Морские повести - страница 47
— А должо́н бы ты знать, — унтерским наставительным тоном продолжал, подмигнув матросам, Копотей, — должо́н бы знать, что у матроса одни есть родители: царь-батюшка, и царица-матушка. Ну, и унтер, само собой, конечно. Это уж, можно сказать, больше, чем отец родной.
— Ах, во-от оно что! — понял наконец Нетес.
— То-то самое и есть. А ты, поди, еще и непочтительно о господине унтере отзываешься… Ну, други, где мне тут устроиться можно?
Не успел Копотей расположиться, как в кубрик, покряхтывая на ходу, спустился отец Филарет. Он отдышался, поморгал рыженькими ресничками и сразу же нащупал взглядом нового матроса. Копотей стоял, смиренно опустив книзу хитроватые глаза.
— Прибыл, значит?- — неопределенно произнес отец Филарет.
— Прибыл, батюшка, — серьезно подтвердил Копотей, поднимая взгляд. — В целости и сохранности.
— Вот-вот, — продолжал отец Филарет. — Сообщил мне ваш батюшка, отец Афанасий, о твоих проделках. Здесь небось тоже на молитву выходить не будешь? А? С унтером спорить и все прочее?
— Что вы, батюшка! — неподдельно ужаснулся Копотей. — Да на молитве я готов хоть целый день стоять. Особливо ежели в этот день вахта… Страсть как люблю помолиться!
— Говорун ты, вижу, говорун, — покачал головой отец Филарет. — А с говорунами на том свете знаешь что бывает? А?
— Это верно, — вздохнув, печально согласился Копотей. — Говорун я. Сызмальства. У меня и родители такие. Вот мать моя — как начнет, бывало, спорить с дьяконом нашим, уж на что тот брехун был, а и то руки поднимал: сдаюсь, говорит, раба божья.

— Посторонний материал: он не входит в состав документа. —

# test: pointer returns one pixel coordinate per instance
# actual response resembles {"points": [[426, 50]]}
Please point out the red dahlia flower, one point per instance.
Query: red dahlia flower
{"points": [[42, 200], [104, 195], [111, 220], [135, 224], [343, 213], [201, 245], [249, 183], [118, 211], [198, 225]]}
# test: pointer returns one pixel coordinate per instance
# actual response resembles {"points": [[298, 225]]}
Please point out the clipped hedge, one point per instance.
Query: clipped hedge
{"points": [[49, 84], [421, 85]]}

— Это о лице духовного звания — и так непочтительно?! — ахнул отец Филарет.
— Да какого же она духовного звания, батюшка? — неподдельно изумился Копотей. — Мать у меня самая что ни есть простая женщина.
— Тьфу, с тобой греха наберешься, — вконец обозлился отец Филарет и, сердито вздернув бороденку, заторопился к трапу. Погрозил со ступеньки: — Гляди, договоришься!

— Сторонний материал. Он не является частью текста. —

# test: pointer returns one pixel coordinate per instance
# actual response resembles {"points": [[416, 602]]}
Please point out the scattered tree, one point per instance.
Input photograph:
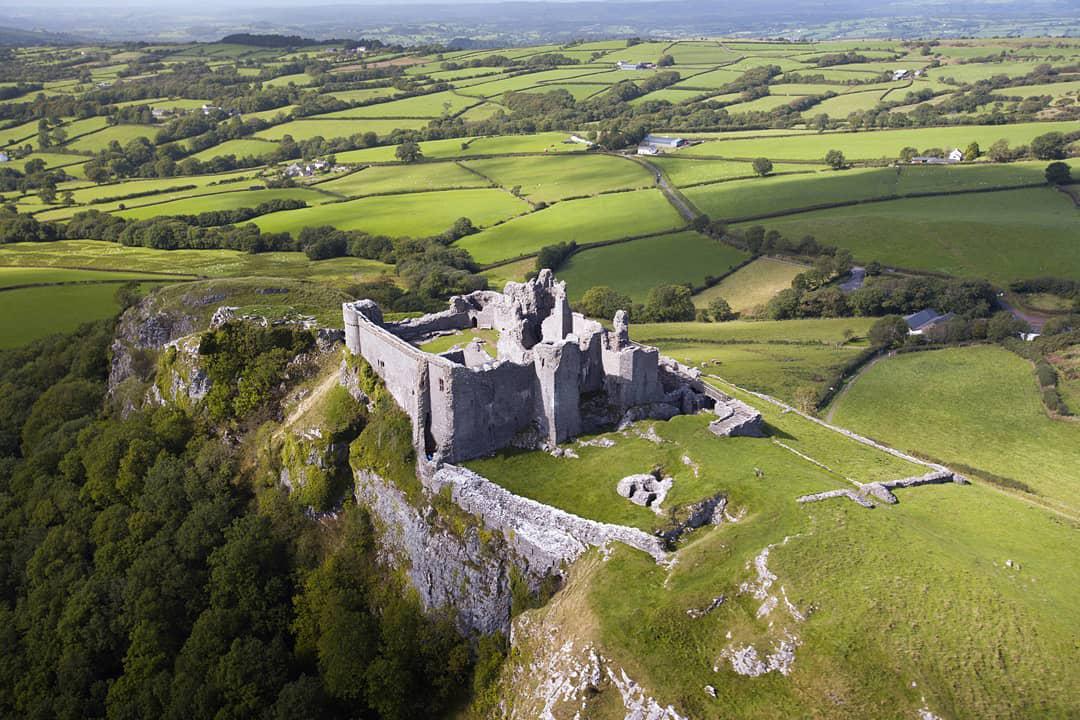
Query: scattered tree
{"points": [[889, 331], [719, 310], [835, 160], [670, 303], [1050, 146], [1058, 173]]}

— Проваливай, проваливай, жеребячья порода, — вполголоса произнес Копотей. — Ишь, явился не запылился…
Матросы, с интересом прислушивавшиеся к разговору, кусали губы, сдерживая смех.

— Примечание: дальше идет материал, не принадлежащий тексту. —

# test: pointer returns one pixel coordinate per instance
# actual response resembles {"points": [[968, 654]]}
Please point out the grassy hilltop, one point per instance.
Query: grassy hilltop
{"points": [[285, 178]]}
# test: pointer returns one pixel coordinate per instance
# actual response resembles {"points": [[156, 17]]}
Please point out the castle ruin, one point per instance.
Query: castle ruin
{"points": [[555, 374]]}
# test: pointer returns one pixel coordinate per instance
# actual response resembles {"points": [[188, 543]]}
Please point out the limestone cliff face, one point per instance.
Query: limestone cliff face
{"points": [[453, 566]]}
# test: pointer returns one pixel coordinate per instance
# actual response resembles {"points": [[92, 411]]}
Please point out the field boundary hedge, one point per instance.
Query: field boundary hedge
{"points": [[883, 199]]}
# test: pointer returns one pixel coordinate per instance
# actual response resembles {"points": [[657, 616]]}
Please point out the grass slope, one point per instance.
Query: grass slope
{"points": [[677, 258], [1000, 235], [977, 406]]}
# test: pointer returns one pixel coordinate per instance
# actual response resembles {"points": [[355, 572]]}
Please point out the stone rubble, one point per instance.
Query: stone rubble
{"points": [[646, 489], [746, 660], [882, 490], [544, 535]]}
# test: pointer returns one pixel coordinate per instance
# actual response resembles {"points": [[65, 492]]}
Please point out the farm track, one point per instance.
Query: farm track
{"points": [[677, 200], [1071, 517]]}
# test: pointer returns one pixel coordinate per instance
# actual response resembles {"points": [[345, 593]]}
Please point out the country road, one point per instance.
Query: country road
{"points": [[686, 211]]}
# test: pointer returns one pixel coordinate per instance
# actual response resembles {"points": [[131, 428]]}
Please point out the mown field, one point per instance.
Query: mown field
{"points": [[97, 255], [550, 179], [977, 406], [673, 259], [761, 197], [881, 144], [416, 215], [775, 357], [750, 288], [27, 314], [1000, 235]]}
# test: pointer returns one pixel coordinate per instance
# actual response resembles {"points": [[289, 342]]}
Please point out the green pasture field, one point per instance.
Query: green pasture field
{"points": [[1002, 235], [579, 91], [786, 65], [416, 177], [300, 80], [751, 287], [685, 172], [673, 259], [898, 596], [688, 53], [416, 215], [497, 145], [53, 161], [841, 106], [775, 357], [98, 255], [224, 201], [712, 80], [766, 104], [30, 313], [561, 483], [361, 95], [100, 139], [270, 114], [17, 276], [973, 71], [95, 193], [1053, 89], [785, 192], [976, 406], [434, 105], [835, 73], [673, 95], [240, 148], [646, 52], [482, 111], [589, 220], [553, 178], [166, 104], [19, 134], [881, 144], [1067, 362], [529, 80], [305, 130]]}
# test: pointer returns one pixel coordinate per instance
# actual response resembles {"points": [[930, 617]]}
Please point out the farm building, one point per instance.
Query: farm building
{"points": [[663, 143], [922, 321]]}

— Смотри-ка ты! — покачал головой Копотей. — Какая трогательная забота о спасении матросской души! Не успел я на корабле появиться, а он уже тут как тут. И все ему обо мне, оказывается, известно…
— Может, покурим пойдем? — предложил вдруг Аким Кривоносов.
— Это можно, — согласился Копотей.
У обреза, когда они остались втроем: Аким, Копотей и некурящий Степан Голубь, — Кривоносов сказал вполголоса:
— Я насчет нашего батюшки… Ты с ним поосторожнее.
— А мне что? — беззаботно пожал плечами Копотей. — Детей с ним крестить? Матрос — он весь на виду, верно? Его хоть в охранку, хоть к черту в пекло — одинаково не испугается. Как в той песне: «Сотри матроса в порошок, а он себе живет!..»
Он затянулся дымком и внимательно, изучающе поглядел сначала на Акима, потом на Степу.
— Однако рассказывайте, как вы тут? Унтеры небось бьют?
— А у вас, на «Донском», конфетки раздают? — зло возразил Кривоносов.
— Это верно, не раздают, — согласился Копотей. — Боцманы, поди, сволочь на сволочи?
— Двоюродные братья вашим.
— Тоже верно. Они на всех кораблях одним миром мазаны. Ну и что же теперь?
— А что? — не понял Кривоносов.
— А то, что мне, к примеру, — невозмутимо ответил Копотей, — моя физиономия настолько нравится, что я не хотел бы ее боцманскими синяками украшать. Она и без них вот ведь как хороша, даром что конопатая. Как думаете?
Кривоносов повернулся к Копотею.
— А ты что — слово петушиное знаешь против боцманского кулака? — спросил он. Новый матрос начинал ему все больше нравиться.
— Знаю, — подтвердил Копотей. — Вот.
И он показал Кривоносову руку с растопыренными пальцами.
— Это к чему бы? — недоумевая, спросил Кривоносов.
— А к тому самому. Если я тебя одним пальцем ткну, как думаешь — больно будет?
— Н-не очень, — сказал Кривоносов: он стал уже понимать, куда клонится разговор.
— Ну, а ежели я все эти пальцы да вот таким манером сожму, — и Копотей показал внушительных размеров кулак, — пожалуй, даже тебя, богатыря, свалить можно. Верно?